Interferon effect on cytotoxicity of peripheral blood and tumor-associated lymphocytes against human ovarian carcinoma cells.

A study was done to investigate the tumoricidal activity of peripheral blood lymphocytes (PBL) and tumor-associated lymphoid cells (TAL) against freshly isolated tumor cells in human ovarian carcinoma. TAL and carcinoma cells were purified by density and velocity sedimentation on discontinuous Ficoll-Hypaque gradients and fetal bovine serum. Purified carcinoma cells from 23 ascitic and 3 solid tumors were used as targets in a 4- or a 20-hour 51Cr release assay.
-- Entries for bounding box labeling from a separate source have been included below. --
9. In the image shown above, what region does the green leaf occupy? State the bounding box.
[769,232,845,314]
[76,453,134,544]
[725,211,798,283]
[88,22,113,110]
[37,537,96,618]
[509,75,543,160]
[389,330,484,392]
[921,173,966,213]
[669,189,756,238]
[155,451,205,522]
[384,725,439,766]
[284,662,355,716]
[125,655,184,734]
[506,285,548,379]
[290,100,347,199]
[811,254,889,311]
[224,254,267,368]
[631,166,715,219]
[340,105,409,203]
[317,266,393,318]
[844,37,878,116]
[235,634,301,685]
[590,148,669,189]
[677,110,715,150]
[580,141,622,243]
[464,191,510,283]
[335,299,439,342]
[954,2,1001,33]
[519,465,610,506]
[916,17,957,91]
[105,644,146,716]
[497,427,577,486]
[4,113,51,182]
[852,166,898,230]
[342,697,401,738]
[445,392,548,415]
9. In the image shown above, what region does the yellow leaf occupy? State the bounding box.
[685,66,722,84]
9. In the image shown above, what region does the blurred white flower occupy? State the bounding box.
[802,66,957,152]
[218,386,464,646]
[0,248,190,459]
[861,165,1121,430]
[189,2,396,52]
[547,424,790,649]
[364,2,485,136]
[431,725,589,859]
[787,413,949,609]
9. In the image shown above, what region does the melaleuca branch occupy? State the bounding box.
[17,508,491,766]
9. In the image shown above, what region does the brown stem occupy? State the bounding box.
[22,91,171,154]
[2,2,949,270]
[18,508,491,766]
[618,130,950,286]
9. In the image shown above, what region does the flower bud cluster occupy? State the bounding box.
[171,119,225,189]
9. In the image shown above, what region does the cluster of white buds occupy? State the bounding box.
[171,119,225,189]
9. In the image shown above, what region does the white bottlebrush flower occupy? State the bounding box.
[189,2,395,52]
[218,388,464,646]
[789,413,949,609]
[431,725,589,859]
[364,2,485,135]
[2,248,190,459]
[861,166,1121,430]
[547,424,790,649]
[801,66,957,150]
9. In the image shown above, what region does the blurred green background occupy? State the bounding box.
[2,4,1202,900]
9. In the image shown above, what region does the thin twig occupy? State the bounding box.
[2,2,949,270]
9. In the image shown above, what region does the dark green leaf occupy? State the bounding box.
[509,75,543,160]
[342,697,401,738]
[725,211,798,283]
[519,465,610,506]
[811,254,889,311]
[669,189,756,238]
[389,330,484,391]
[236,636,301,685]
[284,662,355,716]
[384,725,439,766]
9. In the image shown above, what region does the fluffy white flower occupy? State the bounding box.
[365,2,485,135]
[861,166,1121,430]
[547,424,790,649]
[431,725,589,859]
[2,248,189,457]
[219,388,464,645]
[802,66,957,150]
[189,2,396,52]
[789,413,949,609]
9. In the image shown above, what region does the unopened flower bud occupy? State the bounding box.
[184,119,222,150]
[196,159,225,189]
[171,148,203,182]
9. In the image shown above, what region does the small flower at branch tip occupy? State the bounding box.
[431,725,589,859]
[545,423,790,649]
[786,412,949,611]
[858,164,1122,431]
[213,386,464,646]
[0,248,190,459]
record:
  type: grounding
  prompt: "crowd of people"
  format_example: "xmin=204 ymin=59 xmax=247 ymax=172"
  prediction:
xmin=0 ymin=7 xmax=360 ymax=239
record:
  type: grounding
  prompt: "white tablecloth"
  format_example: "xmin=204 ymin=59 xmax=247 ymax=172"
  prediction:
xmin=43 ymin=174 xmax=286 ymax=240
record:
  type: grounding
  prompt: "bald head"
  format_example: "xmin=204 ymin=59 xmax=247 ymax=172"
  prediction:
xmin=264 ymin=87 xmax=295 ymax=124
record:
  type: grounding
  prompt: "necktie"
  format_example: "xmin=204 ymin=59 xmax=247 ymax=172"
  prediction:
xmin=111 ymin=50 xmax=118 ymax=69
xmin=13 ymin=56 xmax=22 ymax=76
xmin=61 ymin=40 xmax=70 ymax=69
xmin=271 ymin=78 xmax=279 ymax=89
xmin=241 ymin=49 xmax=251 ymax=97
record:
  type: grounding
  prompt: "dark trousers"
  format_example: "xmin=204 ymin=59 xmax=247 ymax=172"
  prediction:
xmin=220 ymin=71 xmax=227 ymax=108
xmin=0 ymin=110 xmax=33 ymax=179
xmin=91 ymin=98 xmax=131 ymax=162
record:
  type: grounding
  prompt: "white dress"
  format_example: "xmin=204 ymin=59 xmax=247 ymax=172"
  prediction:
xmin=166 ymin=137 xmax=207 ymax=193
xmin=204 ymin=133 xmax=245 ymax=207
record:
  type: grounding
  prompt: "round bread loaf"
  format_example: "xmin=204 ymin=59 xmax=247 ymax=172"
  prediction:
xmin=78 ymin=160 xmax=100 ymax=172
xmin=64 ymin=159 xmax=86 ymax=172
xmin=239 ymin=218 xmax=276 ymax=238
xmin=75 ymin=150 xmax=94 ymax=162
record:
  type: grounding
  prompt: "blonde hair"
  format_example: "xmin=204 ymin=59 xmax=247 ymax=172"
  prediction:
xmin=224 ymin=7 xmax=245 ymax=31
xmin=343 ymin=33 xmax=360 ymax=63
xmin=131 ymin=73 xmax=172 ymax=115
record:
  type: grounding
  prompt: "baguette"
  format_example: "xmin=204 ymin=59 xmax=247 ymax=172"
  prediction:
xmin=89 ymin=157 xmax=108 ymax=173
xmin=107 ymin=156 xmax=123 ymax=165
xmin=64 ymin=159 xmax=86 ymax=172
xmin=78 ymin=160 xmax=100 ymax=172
K562 cells were used to measure natural killer (NK) activity. Freshly purified ovarian carcinoma cells were relatively resistant to lysis by normal unstimulated PBL. Cytolytic activity of ovarian cancer PBL and TAL did not exceed that of control PBL: Only one PBL preparation had high levels of cytotoxicity (36.2 and 42.9% specific lysis after 4 and 20 hr at an effector-to-target cell ratio of 50:1) against autologous cancer cells but not against allogeneic targets (less than 5% specific lysis). TAL and, to a lesser extent, ovarian cancer PBL showed impaired NK activity against K562 compared to the activity seen in controls. In vitro exposure to partially purified human fibroblast interferon (IFN) (1,000 U/ml for 1-18 hr) augmented NK activity against K562 of PBL and TAL. When ovarian carcinoma cells were used as targets, IFN enhanced the cytotoxicity of normal PBL in a 4- and 20-hour assay; stimulation by IFN was less frequently observed with ovarian cancer PBL and TAL in a 4-hour assay, but after 20 hours effector cells from tumor-bearing subjects showed IFN-boosted cytotoxicity against carcinoma cells similar to the degree of cytotoxicity seen in controls. IFN enhanced the cytotoxicity of PBL and TAL against both autologous and allogeneic carcinoma cells. Thus PBL and TAL are rarely cytotoxic against 51Cr-labeled fresh autologous carcinoma cells, but in vitro exposure to IFN induced low levels of killing of ovarian tumor cells.